In 1926, Churchill "was reported to have suggested that machine guns be used on the striking miners... he argued that "either the country will break the General Strike, or the General Strike will break the country" and claimed that the fascism of Benito Mussolini had "rendered a service to the whole world," showing, as it had, "a way to combat subversive forces"—that is, he considered the regime to be a bulwark against the perceived threat of Communist revolution. In short, if you're outraged about even imagining killing people for political reasons, then Churchill is an odd choice of hero.

Two months before Laban nominated Tony Martin as his political hero, incidentally, Martin (a nephew of pioneering British fascist Andrew Fountaine) had publicly endorsed the BNP and its policy of voluntary repatriation for immigrants. Among other things, Martin was reported as saying: "There is going to be a dictator in this country, but there are such things as benign dictators. Too much liberalism is worse than too little. The politicians as we know them are already anachronisms. There are things that want doing today, right now. A dictator is the way to go. For instance, we must keep out of Europe. We are a unique island people."
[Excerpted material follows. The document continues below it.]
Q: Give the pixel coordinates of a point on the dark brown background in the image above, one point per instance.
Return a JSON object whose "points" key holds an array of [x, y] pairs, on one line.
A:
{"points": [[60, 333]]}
This adds some context to a remark of Laban's that particularly bothered me:
the idea that the BNP, English Democrats, UKIP or any other of the anti-immigration, anti-EU parties can in any sense be compared with the Nazi Party, amounts to a disgusting libel on the British people. The kind of vileness in that comment thread is an affront to the peaceful tradition of British, and especially English, political history since the Civil War.
No-one in any comment thread here has ever argued for violence against UKIP or compared them to Nazis. While some foolish leftists do see UKIP as basically fascist, anyone with any historical or political sense would see a fairly strong contrast between UKIP and the BNP, with the latter being rather more than simply an "anti-immigration, anti-EU" party. The BNP are part of a very British tradition of fascism (a tradition that included Martin's uncle Fountaine), some parts of which (including many BNP members) have been actively pro-Nazi. We are not too decent to have bred fascists.

And nor is our political history since the Civil War exceptional in its peacefulness. It's simply that a lot of the violence we perpetrated (as in Churchill's story) happened overseas. Our industrial revolution was built on the profits of a slave trade in which millions were killed. We bled India dry, killing or allowing millions to die through economic policies that directly led to mass starvation. In counter-insurgencies, such as Ceylon in 1818, Kabul in 1842 or Kenya in the 1950s, we massacred civilians.
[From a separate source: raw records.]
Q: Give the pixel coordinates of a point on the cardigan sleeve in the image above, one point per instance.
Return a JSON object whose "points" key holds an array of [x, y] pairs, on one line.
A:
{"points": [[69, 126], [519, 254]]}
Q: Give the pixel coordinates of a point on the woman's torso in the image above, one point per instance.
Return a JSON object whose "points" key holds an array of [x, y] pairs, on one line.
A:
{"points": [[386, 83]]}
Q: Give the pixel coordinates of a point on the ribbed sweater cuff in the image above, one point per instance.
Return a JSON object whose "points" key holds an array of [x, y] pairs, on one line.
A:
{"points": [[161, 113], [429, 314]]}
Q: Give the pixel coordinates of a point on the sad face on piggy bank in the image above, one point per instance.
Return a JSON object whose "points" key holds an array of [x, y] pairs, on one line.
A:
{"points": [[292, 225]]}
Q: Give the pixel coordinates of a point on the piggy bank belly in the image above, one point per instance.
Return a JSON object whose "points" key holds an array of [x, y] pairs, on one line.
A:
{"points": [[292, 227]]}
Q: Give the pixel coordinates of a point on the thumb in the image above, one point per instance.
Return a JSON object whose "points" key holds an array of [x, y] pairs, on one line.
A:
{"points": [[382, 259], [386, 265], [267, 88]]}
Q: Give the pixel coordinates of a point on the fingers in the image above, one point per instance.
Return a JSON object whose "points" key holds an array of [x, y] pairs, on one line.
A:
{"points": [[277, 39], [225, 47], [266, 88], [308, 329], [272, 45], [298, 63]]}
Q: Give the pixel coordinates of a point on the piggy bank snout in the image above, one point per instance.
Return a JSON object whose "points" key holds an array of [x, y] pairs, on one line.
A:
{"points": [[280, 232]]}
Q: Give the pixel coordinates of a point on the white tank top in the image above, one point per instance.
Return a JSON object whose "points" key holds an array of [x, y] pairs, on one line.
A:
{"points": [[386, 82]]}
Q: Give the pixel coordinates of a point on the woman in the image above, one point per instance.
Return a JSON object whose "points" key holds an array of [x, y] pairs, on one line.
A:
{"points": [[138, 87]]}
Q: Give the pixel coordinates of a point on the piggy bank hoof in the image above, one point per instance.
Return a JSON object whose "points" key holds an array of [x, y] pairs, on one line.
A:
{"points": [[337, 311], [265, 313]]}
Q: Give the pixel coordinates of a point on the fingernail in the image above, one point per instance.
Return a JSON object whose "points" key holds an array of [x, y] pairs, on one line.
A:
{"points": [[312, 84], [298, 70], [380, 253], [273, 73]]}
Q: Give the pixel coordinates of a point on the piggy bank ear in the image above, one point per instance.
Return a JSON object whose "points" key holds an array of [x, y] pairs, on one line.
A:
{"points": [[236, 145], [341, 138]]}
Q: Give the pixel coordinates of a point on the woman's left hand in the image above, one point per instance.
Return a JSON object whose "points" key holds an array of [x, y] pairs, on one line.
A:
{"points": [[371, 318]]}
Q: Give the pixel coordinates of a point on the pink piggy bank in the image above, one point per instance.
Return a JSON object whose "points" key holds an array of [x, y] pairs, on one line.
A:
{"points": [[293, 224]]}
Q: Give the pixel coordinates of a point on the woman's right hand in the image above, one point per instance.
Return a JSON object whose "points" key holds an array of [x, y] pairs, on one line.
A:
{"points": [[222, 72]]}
The imperial nostalgia that animates today's Churchillians has to repress this story, just as those in the political mainstream who try to make excuses for the BNP and EDL as simply honest salt-of-the-earth anti-immigrationists have to repress the story of British fascism. These stories do not necessarily justify political violence by anti-fascists, but we need a bit more honesty and historical perspective if we want to debate it properly.